Bu arada su tasarrufunu bütün ülkede uygulamamız şart. Çünkü dünya çapında bir kuraklık bağıra bağıra geliyor.
MAHPUS
Yargıç ve savcılar sanıkları sık sık gönderdikleri hapishanelerin nasıl bir yer olduğunu, hangi koşulların yaşandığını biliyorlar mı?
Bilseler elbet iyi olur. Geçmişte hukuk öğrencileri işte bu düşünceyle zaman zaman hapishanelere götürülür, koşullar hakkında bilgi edinmeleri sağlanırmış. Böylece hapis kararlarında daha titiz olacakları varsayılırmış.
Bir dönem hapiste yatan gazeteci Adnan Veli ‘Mapusane Çeşmesi’ adlı kitabında hukuk öğrencilerinin hapishane gezisini de anlatır. Oradan bir öykü.
Öğrenciler hapishaneyi hem gezer hem mahkûmlarla ayaküstü konuşurken hukuk öğrencisi genç kız bir mahpusa soruyor:
- Senin suçun nedir?
- Bir malı bulunduğu yerden sahibinin rızası hilafına faydalanmak için aldım, suçum bu.
Öğrenci bir şey anlamıyor. Savcı izah ediyor:
- Bunlar yata yata hukukçu kesildiler. Bunun söylediği şey basit hırsızlığın kanunda 491’inci maddedeki yazılı şeklidir.
NEBÜLZATÖR
Nebülzatör adı verilen küçük bir cihaz var. Uyku apnesi olanlar kullanıyor. Gece uyurken nefes alma güçlüğü çekenler için hayati önemde bir cihaz bu.

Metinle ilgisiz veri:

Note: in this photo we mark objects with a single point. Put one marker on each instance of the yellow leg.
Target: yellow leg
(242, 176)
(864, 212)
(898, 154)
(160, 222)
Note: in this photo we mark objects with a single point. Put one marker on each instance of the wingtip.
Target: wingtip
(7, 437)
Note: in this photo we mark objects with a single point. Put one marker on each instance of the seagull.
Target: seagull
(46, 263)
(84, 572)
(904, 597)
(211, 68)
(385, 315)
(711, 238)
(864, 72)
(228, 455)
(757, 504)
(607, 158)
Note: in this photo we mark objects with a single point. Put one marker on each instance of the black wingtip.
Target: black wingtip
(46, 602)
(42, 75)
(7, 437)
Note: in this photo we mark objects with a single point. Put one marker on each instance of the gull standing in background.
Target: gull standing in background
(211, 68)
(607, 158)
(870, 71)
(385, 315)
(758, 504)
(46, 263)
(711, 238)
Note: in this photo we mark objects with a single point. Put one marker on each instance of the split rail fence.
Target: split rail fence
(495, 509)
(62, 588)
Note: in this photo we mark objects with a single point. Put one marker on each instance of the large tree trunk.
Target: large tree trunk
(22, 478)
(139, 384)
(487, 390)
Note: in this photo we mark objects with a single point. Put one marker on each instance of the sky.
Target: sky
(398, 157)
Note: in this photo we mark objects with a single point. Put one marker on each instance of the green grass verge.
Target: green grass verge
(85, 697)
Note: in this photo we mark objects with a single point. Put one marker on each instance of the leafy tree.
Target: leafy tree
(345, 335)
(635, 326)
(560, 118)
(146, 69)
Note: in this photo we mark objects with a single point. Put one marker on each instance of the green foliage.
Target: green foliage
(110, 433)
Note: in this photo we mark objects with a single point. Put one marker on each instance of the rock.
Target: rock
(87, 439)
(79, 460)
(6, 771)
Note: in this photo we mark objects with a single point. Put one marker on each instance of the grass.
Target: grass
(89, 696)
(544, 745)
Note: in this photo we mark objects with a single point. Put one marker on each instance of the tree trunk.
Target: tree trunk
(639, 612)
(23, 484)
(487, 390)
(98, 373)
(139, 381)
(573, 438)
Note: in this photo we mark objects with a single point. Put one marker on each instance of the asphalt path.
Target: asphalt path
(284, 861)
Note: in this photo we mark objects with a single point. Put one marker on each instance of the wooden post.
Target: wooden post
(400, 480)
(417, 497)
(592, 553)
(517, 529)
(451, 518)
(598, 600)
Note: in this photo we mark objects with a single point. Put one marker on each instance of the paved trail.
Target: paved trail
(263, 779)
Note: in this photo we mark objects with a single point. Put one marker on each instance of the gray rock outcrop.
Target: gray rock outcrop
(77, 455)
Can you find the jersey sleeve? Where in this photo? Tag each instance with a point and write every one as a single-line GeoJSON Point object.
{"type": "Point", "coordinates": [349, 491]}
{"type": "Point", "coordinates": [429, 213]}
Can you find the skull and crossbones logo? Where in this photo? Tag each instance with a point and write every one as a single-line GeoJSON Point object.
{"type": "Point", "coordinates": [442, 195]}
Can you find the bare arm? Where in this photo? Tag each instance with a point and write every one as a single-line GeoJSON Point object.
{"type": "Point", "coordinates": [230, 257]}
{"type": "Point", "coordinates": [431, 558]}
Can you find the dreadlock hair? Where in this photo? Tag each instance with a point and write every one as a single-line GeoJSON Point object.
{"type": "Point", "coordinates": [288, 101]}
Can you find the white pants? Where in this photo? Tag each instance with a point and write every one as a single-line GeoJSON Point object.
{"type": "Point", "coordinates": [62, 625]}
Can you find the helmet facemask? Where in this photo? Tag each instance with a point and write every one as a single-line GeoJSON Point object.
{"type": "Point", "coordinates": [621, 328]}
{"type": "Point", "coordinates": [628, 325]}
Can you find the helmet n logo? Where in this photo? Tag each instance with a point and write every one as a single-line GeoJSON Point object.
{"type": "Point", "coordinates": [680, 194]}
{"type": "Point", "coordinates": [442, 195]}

Cihaz su moleküllerini yüksek frekansta ses dalgalarıyla titreştirerek buhar haline getiriyor ve hastanın gece uyurken rahat nefes almasını sağlıyor.
Bu cihaza sahip olabilmek için öncelikle hastanelerin uyku bölümlerine yatmanız ve oradan rapor almanız gerekiyor. Bu raporla SGK’ya başvurana cihaz veriliyor. Mevzuat böyle diyor.
Ancak bu raporla SGK’ya başvuran bir dostumuza ilgililer ellerinde cihaz kalmadığını, piyasadan alması gerektiğini söylemişler.
Dostumuz cihazı satın almış. Karşılığında 5 bin TL ödemiş. Sonra parasını almak için SGK’ya başvurmuş. 1050 lira ödemişler.
Dostumuz 4 bin lirayı cebinden ödemek zorunda kalmış.
SGK neden cihazı elinde bulundurmuyor?
Neden piyasa farkını hastaya ödetiyor?
Az buz değil, aylık asgari ücret kadar bir para bu.